CHARLESTON W.Va. -- State Emergency Services communications director Joe Gonzalez, subject of a recent legislative audit that found that he and Homeland Security Director Jimmy Gianato flouted state purchasing laws in awarding $38 million of contracts for communications towers, also evidently spends a lot of time traveling on the state dime.
Records with the state auditor's office show that since 2011, Gonzalez has turned in 97 expense reports for travel totaling more than $20,000.
Distances range from a trip to Las Vegas March 11-15 for the International Wireless Communications Expo -- total cost of $3,346, including $1,349 registration, $635 airfare, $585 lodging, $425 meals, and $246 for a rental car -- to as close as at least one overnight stay at the Days Hotel in Flatwoods, about 40 miles from Gonzalez's home in Jane Lew (in a deluxe room with jacuzzi tub, according to the billing statement).
In Las Vegas, Gonzalez stayed at the Las Vegas Hotel and Casino.
Oddly, even though Gonzalez works out of Morgantown, he flew out of Yeager Airport for the Las Vegas trip, at roundtrip airfare of $972, with baggage fees of an additional $50, when flights out of Pittsburgh presumably would have been cheaper.
Gonzalez has also billed for frequent overnight stays in Charleston (usually staying at the Hampton Inn Southridge), Beckley (also Hampton Inn), and Martinsburg (at the Comfort Inn).
At one point, Gonzalez was in Charleston from March 20-26, went back home for one night, and returned for an overnight stay on March 28.
All travel costs were paid by the Department of Health and Human Resources, where the former acting secretary was no slacker at billing the state for costs of commuting to Charleston -- until Gov. Earl Ray Tomblin put a stop to it.
Some weeks ago, writing about the sale of Fantasia Broadcasting's radio stations to Spectrum Radio LLC, I referenced Nick Fantasia as one of the early pioneers in broadcasting in the state, and as a former longtime state delegate, which is how most readers in Charleston knew him.

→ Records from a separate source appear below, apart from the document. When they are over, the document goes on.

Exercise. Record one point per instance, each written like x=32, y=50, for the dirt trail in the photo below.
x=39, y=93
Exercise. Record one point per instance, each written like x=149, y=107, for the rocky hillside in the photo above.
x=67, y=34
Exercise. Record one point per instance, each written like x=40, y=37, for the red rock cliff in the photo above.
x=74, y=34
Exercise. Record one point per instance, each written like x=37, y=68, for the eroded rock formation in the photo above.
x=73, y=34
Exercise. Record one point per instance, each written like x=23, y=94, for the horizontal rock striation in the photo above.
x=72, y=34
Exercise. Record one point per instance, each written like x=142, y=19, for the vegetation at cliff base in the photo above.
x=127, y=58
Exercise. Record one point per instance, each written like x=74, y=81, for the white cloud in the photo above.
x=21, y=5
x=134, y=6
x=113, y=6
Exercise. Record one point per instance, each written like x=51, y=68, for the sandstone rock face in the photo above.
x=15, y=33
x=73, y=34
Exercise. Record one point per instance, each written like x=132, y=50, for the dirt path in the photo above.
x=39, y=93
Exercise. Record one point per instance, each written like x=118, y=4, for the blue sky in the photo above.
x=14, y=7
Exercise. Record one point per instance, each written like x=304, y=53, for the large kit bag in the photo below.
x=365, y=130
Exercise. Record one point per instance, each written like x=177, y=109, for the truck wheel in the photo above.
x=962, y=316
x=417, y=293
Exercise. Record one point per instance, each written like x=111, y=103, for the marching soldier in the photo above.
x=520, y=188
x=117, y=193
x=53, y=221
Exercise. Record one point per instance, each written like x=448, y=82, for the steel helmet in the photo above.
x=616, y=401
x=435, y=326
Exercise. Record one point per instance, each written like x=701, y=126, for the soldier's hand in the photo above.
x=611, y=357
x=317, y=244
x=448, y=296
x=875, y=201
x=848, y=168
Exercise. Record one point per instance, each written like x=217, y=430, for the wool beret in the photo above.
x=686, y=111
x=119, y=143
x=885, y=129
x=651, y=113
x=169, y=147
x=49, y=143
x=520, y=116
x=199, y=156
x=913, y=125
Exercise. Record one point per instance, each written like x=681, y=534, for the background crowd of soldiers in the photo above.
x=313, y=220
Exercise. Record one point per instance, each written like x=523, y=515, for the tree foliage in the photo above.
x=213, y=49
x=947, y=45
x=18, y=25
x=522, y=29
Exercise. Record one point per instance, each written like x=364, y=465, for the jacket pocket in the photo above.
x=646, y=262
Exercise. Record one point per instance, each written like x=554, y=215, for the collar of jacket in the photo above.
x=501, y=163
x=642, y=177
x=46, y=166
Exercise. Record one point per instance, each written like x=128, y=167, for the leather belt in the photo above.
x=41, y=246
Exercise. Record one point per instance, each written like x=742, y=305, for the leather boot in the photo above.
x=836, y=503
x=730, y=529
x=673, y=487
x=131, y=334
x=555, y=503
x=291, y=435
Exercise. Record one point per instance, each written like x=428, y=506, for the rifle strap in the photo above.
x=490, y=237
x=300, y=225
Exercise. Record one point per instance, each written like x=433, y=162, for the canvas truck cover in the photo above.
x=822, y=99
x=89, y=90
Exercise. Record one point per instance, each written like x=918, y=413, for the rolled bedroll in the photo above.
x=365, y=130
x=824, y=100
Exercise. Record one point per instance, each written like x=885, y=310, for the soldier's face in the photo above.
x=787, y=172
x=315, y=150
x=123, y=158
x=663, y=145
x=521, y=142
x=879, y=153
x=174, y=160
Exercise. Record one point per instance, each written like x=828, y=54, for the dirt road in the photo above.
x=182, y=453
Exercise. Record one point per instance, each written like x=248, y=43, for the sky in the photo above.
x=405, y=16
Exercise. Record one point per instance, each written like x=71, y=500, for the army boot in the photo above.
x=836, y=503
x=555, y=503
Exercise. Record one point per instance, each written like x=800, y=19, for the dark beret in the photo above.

Unfortunately, Fantasia's son, Nick L. Fantasia, said those references re-stirred partisan rhetoric about the deal to sell the four stations being politically motivated. (The state Jobs Investment Trust owns about a 25 percent share of Spectrum Radio.)
The idea that the elder Fantasia exercised any political influence in the deal is, naturally, absurd, considering that he left the Legislature in 1998 and died in 2005.
However, the junior Fantasia said there's even rhetoric out there that sale of the four stations was a Democratic scheme to wrest West Virginia University sports broadcasts away from Republican John Raese's radio empire.
(Heck, Raese had multiple opportunities to retain WVU broadcasts on his radio stations, but allowed his ego and hubris to get the best of him.)